L’ouvrage d’iconographie monétaire à la lecture duquel nous invitons le lecteur rassemble les actes d’un colloque international organisé conjointement par les Écoles belge et française d’Athènes les 26, 27 et 28 septembre 2012 à Athènes. Afin d’en souligner les enjeux, l’événement a été dédié à Léon Lacroix dont Robert Laffineur rappelle (p. 19-25) combien ses travaux, pierre angulaire de l’archéologie numismatique, ont été précieux dans l’étude et l’interprétation des types monétaires. Cet hommage introductif est on ne peut plus approprié dans la mesure où, comme l’indiquent les organisateurs du colloque (p. 11), « the primary goal of the conference was to discuss and explore the methodologies of reading images on coins while putting in the foreground the role of the “actors” of the issuing process » dans l’Antiquité gréco‑romaine. Ce faisant, les 25 spécialistes de numismatique et d’iconographie monétaire invités à communiquer ont tenté de comprendre les mécanismes conduisant les autorités de l’époque, « nobles émetteurs », à choisir les types des monnaies dont elles ordonnèrent la frappe. Ils ont aussi cherché à savoir si les choix opérés tenaient compte des personnes, « humbles destinataires », amenées à se servir des pièces. Pour cela, le matériel utilisé embrasse une vaste région allant de la péninsule Ibérique aux confins orientaux du monde gréco‑romain, court de l’époque classique à la période impériale romaine, aborde enfin bien des sujets tels que la religion, la quantification monétaire, la glyptique et les effets de mode.
Divisé en sept grandes parties à la fois chronologiques et thématiques, l’ouvrage, enrichi de très utiles indices (de noms de personnes, géographique et thématique) et d’un fort cahier de planches de grande qualité, commence par une introduction de François de Callataÿ (p. 29‑56). Celui-ci y fait le point des connaissances actuelles sur l’iconographie monétaire grecque. Non seulement il rappelle l’importance de la discipline dans l’histoire de la numismatique moderne, mais il met l’accent sur les principales problématiques auxquelles les participants au colloque ont tenté d’apporter des réponses.

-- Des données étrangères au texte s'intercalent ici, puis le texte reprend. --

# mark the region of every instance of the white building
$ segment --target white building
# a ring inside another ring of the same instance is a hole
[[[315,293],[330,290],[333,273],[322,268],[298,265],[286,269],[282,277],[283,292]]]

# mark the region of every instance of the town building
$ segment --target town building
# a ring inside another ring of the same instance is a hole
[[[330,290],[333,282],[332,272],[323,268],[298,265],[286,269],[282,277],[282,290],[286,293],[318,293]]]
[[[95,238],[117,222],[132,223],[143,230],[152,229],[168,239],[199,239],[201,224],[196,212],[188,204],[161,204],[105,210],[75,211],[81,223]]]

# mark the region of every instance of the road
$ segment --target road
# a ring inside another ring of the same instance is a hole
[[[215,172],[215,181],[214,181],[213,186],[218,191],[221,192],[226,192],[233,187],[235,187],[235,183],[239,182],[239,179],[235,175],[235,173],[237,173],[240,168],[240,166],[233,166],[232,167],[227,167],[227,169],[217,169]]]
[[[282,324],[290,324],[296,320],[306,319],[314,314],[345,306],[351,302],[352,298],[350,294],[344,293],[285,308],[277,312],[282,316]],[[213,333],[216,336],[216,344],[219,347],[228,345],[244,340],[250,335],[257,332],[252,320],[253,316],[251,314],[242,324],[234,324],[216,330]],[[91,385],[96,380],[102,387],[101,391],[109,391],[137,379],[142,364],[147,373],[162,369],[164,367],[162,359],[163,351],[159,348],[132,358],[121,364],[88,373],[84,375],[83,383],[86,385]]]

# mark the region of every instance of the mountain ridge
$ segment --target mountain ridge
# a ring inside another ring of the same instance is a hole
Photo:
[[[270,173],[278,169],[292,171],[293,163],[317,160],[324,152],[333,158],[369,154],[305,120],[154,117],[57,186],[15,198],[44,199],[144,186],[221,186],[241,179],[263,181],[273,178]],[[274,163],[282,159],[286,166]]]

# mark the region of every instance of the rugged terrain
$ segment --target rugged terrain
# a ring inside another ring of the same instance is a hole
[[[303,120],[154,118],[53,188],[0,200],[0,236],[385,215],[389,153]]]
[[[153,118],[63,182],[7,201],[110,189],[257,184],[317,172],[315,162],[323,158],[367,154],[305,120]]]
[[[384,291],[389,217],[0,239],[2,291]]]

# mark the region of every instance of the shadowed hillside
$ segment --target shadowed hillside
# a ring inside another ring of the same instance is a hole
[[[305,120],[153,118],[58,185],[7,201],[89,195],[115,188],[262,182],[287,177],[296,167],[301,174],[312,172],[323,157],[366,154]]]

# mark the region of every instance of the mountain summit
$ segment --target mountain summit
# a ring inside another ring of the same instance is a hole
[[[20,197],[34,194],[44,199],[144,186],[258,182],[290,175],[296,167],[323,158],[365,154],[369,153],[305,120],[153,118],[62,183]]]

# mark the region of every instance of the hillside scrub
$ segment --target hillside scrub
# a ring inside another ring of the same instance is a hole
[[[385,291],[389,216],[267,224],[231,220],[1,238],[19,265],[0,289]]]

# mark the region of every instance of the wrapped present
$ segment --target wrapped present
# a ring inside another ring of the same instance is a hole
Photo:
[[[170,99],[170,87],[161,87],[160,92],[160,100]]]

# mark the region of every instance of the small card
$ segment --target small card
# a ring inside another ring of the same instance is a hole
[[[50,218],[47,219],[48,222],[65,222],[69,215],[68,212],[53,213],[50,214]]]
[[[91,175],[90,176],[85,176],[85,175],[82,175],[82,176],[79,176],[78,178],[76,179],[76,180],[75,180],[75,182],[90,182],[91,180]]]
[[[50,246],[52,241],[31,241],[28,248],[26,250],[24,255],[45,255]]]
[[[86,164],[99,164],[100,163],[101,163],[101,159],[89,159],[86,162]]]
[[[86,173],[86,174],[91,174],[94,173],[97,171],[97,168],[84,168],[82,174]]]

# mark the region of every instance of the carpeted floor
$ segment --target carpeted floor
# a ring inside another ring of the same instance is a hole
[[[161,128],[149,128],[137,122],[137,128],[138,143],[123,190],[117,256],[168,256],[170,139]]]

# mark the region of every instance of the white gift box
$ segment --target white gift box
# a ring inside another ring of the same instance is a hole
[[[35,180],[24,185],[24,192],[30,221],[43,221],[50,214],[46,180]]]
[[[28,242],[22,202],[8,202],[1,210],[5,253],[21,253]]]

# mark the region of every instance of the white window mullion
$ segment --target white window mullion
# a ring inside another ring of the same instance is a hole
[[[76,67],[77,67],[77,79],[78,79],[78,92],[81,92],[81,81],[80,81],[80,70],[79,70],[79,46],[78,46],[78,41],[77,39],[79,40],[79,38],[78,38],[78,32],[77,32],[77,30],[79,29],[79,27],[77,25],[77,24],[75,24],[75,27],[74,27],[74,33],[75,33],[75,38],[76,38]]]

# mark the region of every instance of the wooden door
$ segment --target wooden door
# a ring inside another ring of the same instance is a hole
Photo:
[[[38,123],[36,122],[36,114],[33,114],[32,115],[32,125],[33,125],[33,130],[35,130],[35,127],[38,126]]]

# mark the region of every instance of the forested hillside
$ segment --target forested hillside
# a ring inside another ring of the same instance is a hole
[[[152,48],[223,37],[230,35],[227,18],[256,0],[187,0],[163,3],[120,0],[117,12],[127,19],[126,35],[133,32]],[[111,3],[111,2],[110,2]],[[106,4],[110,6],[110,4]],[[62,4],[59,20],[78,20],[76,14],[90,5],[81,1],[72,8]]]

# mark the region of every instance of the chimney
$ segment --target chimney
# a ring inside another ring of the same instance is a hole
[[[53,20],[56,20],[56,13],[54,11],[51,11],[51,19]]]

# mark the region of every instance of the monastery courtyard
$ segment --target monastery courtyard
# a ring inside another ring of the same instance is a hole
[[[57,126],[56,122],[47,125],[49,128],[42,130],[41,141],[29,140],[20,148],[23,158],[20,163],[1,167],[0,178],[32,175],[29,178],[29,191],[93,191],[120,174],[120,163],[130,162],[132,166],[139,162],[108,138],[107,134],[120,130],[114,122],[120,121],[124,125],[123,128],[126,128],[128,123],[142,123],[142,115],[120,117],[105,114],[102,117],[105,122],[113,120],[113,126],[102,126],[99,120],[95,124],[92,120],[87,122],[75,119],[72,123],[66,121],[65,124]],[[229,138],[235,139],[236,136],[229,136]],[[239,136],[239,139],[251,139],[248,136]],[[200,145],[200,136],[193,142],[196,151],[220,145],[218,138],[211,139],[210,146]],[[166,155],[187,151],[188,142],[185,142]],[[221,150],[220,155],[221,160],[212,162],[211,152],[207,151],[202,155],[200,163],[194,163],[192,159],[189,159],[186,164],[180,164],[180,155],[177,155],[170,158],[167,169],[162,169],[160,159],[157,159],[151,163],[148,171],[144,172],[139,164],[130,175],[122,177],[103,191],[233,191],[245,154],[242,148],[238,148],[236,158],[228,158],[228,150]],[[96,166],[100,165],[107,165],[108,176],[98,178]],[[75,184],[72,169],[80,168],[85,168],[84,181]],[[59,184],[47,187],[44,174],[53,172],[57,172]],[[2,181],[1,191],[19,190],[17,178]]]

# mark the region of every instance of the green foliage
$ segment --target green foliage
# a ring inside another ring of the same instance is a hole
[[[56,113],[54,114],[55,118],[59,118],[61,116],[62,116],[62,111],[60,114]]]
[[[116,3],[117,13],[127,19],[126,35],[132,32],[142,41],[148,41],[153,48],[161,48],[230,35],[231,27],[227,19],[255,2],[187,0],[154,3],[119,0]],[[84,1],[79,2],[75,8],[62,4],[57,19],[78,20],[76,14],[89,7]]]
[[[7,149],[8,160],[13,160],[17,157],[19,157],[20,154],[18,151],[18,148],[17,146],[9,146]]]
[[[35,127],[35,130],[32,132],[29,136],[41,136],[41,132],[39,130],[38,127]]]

Comme pour montrer l’intérêt d’une telle entreprise, Vasiliki Penna et Yannis Stoyas (p. 59-74) tirent de la SNG, Greece 7, The KIKPE Collection of Bronze Coins I (Athènes, 2012) un lot de pièces rares, si ce n’est uniques, dont l’étude typologique permet d’en préciser l’origine géographique, la date d’émission, voire le contexte dans lequel elles ont été émises. À partir d’autres exemples, Maria Caccamo Caltabiano (p. 77-96) attire de nouveau l’attention sur l’ambitieux programme de recherche intitulé Lexicon Iconographicum Numismaticae Classicae et Mediae Aetatis (LIN). Lancé en 2000/2001[1], celui‑ci vise à créer un répertoire général des types monétaires antiques et médiévaux dans lequel sera donné, selon un langage iconographique approprié, le sens fondamental de chacun d’eux. Olivier Picard (p. 115-130) avertit à ce sujet que les images monétaires ne doivent pas être comprises seulement au pied de la lettre ou de manière préconçue, comme par exemple le portrait d’une divinité que l’on ne chercherait à expliquer que dans un cadre strictement religieux (dans le même esprit, cf. F. de Callataÿ, p. 39-40). Les types ont aussi un sens institutionnel dont les contours peuvent évoluer selon la région et la période dans lesquelles ils sont considérés. Maria Beatriz Borba Florenzano (p. 97-114) note pour sa part, exemples à l’appui, que bien des représentations monétaires, souvent perçues comme l’emblème (sèma) de ceux qui les ont choisies, gagneraient aussi à être sorties de ce présupposé.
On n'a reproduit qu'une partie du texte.